Emily LakdawallaJul 04, 2011

Ever closer to Vesta

Here's a photo of Vesta that was released by the Dawn team on Friday. I didn't post it right away because the version of the image in the official release has some bizarre processing artifacts that make it look as though the image had been made by cutting construction paper. As usual the guys at unmannedspaceflight.com took up the challenge of making nasty-looking images more pretty, and here's one of the better results. There are clearly some well-defined craters on the terminator but the patterns of light and dark toward the middle of the disk are still difficult to interpret.

Vesta on June 24, 2011
Vesta on June 24, 2011 Dawn obtained this image of Vesta while on approach on June 24, 2011. It was taken from a distance of about 152,000 kilometers away from the protoplanet Vesta. Each pixel in the image corresponds to roughly 14.3 kilometers.

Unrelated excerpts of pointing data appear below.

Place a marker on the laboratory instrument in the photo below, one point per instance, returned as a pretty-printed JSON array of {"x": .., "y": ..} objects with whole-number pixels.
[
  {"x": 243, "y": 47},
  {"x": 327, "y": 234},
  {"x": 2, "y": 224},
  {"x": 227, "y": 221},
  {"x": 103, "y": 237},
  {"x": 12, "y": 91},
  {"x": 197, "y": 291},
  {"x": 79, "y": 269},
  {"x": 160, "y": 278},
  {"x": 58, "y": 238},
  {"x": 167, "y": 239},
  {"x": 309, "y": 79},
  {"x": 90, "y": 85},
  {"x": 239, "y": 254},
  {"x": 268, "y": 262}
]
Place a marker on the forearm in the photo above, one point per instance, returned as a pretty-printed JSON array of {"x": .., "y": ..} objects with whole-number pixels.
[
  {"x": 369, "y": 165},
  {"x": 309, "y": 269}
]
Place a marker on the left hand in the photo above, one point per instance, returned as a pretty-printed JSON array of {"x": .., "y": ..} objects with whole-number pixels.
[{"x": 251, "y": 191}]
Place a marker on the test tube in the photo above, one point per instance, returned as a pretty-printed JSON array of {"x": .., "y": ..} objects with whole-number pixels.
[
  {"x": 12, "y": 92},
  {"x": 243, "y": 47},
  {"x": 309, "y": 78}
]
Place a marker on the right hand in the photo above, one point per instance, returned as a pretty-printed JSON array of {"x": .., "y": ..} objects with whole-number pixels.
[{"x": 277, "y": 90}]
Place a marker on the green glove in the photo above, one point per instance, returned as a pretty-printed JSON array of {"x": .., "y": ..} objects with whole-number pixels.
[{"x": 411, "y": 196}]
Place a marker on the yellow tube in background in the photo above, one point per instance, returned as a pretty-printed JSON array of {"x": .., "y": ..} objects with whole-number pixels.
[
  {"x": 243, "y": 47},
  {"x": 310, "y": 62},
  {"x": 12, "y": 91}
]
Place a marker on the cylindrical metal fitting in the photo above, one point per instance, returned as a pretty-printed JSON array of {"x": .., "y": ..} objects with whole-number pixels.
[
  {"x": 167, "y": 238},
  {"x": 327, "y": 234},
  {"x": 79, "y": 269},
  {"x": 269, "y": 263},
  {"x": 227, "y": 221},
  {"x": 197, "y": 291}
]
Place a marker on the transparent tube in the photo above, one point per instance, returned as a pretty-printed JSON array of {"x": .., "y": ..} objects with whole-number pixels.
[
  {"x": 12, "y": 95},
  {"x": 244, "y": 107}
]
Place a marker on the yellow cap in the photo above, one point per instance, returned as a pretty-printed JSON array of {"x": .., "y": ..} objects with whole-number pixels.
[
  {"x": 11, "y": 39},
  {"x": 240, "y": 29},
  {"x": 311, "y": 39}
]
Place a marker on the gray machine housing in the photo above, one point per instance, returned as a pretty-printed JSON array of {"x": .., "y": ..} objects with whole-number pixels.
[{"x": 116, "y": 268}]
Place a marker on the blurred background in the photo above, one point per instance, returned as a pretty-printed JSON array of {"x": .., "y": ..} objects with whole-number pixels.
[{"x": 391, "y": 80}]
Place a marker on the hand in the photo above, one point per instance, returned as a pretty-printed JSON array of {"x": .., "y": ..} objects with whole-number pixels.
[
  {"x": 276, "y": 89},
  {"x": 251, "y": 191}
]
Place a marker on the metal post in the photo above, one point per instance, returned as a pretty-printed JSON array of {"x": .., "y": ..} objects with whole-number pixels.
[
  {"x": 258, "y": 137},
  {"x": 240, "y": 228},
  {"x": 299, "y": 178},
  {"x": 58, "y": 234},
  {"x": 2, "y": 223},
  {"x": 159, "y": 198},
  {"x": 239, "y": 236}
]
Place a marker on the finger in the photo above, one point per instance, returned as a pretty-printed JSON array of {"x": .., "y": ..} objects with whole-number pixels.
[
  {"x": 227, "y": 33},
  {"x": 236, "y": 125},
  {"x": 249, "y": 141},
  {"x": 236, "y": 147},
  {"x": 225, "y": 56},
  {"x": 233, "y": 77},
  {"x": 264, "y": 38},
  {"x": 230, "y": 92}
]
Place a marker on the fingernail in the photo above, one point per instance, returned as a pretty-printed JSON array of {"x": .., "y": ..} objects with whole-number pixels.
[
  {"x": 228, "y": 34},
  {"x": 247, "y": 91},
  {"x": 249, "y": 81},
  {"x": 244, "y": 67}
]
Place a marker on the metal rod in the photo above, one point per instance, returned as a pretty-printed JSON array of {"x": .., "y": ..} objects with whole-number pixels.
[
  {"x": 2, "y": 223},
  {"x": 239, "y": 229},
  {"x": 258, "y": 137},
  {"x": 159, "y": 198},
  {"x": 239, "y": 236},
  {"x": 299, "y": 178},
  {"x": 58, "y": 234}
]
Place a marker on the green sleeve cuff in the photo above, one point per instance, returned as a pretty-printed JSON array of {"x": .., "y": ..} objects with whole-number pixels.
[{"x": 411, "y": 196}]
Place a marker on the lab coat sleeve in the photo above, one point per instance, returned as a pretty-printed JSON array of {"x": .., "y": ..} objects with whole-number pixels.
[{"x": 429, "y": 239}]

This version has been processed to reduce the effect of the processing artifacts in the official release.Image: NASA / JPL-Caltech / UCLA / MPS / DLR / IDA / SteveG

This image is now ten days old -- by now, Dawn is much closer and should be seeing Vesta much sharper. In fact, it was to have completed its first "rotation characterization" of Vesta on Friday -- I can't wait to see that sequence of images as a full-rotation movie.

I'm looking forward to the moment when Dawn is close enough to Vesta that the team feels that they can release the images without so much processing. The science team are inarguably the best at scientific interpretation of their data -- but they ought to leave heavy processing and prettifying of images to the experts, the amateurs who spend all their spare hours doing so!